Als er den Kopf schüttelte, um abzulehnen, klingelte sein Telephon. Er entschuldigte sich für die Unterbrechung und nahm das Gespräch entgegen. Das Auto war kurz hinter Annonay liegengeblieben, nichts Dramatisches, aber eine Weiterfahrt sei nicht möglich. Ob er nicht doch eine Nacht bleiben wolle, dann könne er am Abend unters Rotlichtdach schlüpfen und man sich morgen sehen.

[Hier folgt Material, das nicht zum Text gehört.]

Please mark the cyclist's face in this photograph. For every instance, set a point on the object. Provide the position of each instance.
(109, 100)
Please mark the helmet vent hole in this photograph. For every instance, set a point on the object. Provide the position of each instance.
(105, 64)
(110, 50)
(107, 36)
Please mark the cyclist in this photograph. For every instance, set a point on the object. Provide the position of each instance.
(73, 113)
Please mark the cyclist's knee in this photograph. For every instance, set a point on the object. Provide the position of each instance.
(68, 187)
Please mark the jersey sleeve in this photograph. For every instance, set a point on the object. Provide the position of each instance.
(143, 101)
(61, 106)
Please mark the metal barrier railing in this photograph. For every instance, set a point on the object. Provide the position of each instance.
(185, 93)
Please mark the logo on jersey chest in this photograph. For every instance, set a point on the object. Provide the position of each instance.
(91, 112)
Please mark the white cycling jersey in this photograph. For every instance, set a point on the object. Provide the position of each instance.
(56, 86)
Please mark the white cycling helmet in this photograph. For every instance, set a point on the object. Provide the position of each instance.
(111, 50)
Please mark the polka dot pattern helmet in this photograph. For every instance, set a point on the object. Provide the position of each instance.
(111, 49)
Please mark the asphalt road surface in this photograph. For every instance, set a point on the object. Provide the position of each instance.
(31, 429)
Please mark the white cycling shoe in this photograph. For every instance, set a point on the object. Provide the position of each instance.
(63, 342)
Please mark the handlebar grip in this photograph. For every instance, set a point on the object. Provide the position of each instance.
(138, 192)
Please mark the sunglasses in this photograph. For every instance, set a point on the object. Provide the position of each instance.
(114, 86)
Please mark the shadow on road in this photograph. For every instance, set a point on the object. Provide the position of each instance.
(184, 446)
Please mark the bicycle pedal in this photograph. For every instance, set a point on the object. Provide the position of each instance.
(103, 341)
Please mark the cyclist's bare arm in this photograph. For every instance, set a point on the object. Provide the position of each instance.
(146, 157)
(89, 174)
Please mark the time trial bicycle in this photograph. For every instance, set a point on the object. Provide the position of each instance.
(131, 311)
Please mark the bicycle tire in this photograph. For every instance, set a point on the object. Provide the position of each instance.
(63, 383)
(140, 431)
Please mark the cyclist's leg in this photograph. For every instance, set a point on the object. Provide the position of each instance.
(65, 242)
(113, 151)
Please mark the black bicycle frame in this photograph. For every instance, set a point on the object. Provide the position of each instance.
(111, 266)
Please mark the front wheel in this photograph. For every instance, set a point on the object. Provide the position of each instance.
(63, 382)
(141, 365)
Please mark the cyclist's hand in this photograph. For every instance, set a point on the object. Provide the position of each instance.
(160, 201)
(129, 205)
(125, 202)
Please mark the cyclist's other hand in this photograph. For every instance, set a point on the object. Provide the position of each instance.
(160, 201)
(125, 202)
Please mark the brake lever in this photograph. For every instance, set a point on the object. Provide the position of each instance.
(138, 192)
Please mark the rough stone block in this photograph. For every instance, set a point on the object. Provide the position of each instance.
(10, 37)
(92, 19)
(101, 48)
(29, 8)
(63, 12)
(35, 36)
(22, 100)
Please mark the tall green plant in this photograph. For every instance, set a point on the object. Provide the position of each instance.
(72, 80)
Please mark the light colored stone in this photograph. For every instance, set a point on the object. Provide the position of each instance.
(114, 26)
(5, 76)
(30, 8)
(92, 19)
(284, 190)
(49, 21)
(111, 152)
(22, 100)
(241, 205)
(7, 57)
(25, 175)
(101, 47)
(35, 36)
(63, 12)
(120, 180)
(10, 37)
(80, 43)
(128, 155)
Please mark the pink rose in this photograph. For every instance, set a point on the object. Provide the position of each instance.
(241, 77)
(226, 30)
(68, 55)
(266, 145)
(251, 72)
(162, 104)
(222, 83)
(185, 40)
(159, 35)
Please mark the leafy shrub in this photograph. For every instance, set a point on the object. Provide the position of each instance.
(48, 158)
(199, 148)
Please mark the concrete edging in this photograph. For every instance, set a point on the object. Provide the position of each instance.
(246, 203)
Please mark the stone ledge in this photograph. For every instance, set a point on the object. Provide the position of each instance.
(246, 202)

Er verwies auf ein nicht verschiebbares Treffen, das über seine Zukunft entscheiden könnte, schließlich müsse er nach Beendigung seines über zehnjährigen Studiums der brotlosen Geisteskünste so langsam eine Orientierung finden, von der er zwar nach wie vor nicht wisse, wo ihr Licht aufgehe, aber wenigstens ansatzweise solle der Horizont in Richtung Praxis erweitert werden. Ein Weilchen würde er noch durch die Stadt bummeln, jedoch am Abend mit der Bahn weiterfahren.

Er wandte sich wieder seiner Gesprächspartnerin zu, entschuldigte sich nochmals für die Unterbrechung und wollte auf ihr Angebot eingehen. Sie unterbrach ihn und meinte, er habe nun dann doch Zeit. Lachend nahm er an, zahlte, seinen Versuch, ihre Rechnung mit zu übernehmen, hatte sie abgelehnt, und so brachen sie auf. Da er die Oper bereits kenne, sagte sie, zeige sie ihm gerne zunächst ihr Quartier. Das ehemalige Weberviertel halte sie sowohl historisch als auch aktuell ohnehin für interessanter als die großbürgerlich restaurierte Pracht, zumal Croix-Rousse demnächst mit Sicherheit eine geschichtsklitternde Gewalt bevorstünde, man zum jetzigen Zeitpunkt also noch etwas vom Ursprünglichen sehen könne, und bog direkt nach rechts in eine geradezu steil nach oben führende Gasse ein, deren Bebauung im extremen Widerspruch zu den Gebäuden sowie der gleichwohl kaum wahrgenommenen zeitgenössischen künstlerischen Aufwertung des zentralen Platzes durch Daniel Buren stand, an dem sie gesessen hatten.


Die Fortsetzung taumelt noch durch die Gehirnwindungen.

Hohe Zeit • Erzählung

 
Di, 29.09.2009 |  link | (2788) | 4 K | Ihr Kommentar | abgelegt: Hohe Zeit


damenwahl   (29.09.09, 11:44)   (link)  
Ich habe gerade nach zwei Wochen mein erstes Bonjour Madame gehört und mich auch gefreut. War allerdings nur der Kabinensteward, nix Einladung und Rundgang. Mein Kollege meinte, ich solle doch über Johannesburg fliegen und mir auf dem Rückweg Südafrika anschauen, aber je mehr ich bei Ihnen lese, desto mehr will ich erst mal Frankreich in Ruhe anschauen!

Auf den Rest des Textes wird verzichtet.